Ragi Idli Recipe

Looking for a nutritious and delicious breakfast option? Try Ragi Idli, a wholesome South Indian dish made with finger millet (ragi), urad dal, and a touch of rice. These soft and fluffy idlis are rich in calcium, fiber, and iron, making them perfect for a guilt-free start to your day.
Whether you’re trying to include more millets in your diet or just want a healthy alternative to regular idli, this Ragi Idli recipe is sure to become a favorite.
What is Ragi?
Ragi, also known as finger millet, is a powerhouse grain that’s naturally gluten-free and loaded with nutrients. It’s especially beneficial for:
- Improving bone health (thanks to its high calcium content)
- Aiding digestion
- Managing blood sugar levels
- Supporting weight loss due to its high fiber content
Ingredients
For the Ragi Idli Batter:
- 1 cup ragi flour
- ½ cup urad dal (split black gram)
- ¼ cup idli rice (optional, for softness)

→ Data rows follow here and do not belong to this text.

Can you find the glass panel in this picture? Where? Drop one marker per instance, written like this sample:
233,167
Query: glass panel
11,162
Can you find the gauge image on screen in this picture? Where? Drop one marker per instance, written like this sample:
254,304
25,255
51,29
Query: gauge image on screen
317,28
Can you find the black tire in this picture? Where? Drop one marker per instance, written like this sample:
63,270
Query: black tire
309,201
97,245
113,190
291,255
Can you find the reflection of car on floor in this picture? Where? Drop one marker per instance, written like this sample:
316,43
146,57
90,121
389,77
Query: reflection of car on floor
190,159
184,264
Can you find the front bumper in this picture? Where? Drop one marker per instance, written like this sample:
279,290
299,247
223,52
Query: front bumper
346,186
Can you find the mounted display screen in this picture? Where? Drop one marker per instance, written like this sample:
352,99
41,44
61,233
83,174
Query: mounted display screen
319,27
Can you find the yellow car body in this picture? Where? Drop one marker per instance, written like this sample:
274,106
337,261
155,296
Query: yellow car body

- 1 tsp fenugreek seeds (methi seeds)
- Salt to taste
- Water, as needed
Optional:
- 1 tbsp poha (flattened rice) – helps in fermentation and softness
Instructions
1. Soak the Ingredients
- Rinse and soak urad dal and fenugreek seeds together in water for 4-5 hours.
- Soak idli rice (and poha if using) separately for the same duration.
2. Grind the Batter
- First, grind the urad dal and fenugreek seeds into a fluffy, smooth batter using minimal water.

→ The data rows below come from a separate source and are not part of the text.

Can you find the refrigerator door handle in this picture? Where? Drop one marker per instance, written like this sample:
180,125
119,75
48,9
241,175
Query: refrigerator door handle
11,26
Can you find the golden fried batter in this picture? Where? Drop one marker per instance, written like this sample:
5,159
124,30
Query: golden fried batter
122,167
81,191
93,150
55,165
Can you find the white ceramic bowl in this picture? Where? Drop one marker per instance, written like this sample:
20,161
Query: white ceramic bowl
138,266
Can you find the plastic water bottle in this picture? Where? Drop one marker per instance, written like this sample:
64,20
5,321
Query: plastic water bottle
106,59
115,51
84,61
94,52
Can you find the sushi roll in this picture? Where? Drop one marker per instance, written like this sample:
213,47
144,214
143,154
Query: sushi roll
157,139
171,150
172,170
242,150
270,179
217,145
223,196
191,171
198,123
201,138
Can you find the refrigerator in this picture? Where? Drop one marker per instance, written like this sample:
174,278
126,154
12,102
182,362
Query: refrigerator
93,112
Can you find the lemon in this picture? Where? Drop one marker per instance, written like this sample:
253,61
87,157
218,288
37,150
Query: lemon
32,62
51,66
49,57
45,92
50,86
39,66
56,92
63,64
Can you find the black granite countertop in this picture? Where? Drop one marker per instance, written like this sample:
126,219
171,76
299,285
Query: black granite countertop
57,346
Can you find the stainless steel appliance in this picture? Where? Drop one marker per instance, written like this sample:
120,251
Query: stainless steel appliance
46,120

- Next, grind the rice and poha (if using) into a slightly coarse batter.
- Mix both batters in a large bowl.
- Add ragi flour and mix well to form a smooth batter.

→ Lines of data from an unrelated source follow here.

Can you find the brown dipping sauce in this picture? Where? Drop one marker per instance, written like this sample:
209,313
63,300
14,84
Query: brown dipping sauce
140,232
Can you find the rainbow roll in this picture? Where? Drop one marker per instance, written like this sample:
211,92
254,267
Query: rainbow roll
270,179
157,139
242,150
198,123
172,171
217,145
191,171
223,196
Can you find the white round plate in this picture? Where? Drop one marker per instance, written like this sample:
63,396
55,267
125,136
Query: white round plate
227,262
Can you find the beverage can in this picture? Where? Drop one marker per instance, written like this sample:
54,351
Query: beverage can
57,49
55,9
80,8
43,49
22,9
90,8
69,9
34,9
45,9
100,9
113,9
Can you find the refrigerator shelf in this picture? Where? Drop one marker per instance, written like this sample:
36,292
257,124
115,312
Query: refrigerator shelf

- Add water little by little to get idli batter consistency – it should be thick yet pourable.
3. Ferment the Batter
- Cover the bowl and let the batter ferment in a warm place for 8-12 hours or overnight.
- After fermentation, the batter will rise and become airy.
- Add salt and gently stir without overmixing.
4. Steam the Idlis
- Grease the idli plates with oil.
- Pour the batter into each mould.
- Steam for 10-12 minutes or until a toothpick inserted comes out clean.
- Let them rest for a couple of minutes before demoulding.
Serving Suggestions
- Coconut chutney
- Tomato chutney
- Sambar
- Ghee and podi (spiced lentil powder)
Tips for Perfect Ragi Idlis
- Use a good quality ragi flour – freshly milled if possible.
- If you live in a cold climate, ferment the batter in the oven with the light on or near a warm area.
- Adding a small amount of poha or cooked rice improves the softness of the idlis.
Why You’ll Love This Recipe
✅ Gluten-free
✅ High in fiber
✅ Great for kids and adults
✅ Diabetic-friendly
✅ Easy to digest
Ragi Idli is a wonderful way to incorporate millets into your daily meals without compromising on taste or texture. Light, fluffy, and incredibly nourishing – this recipe is a must-try for anyone looking to embrace healthier eating habits.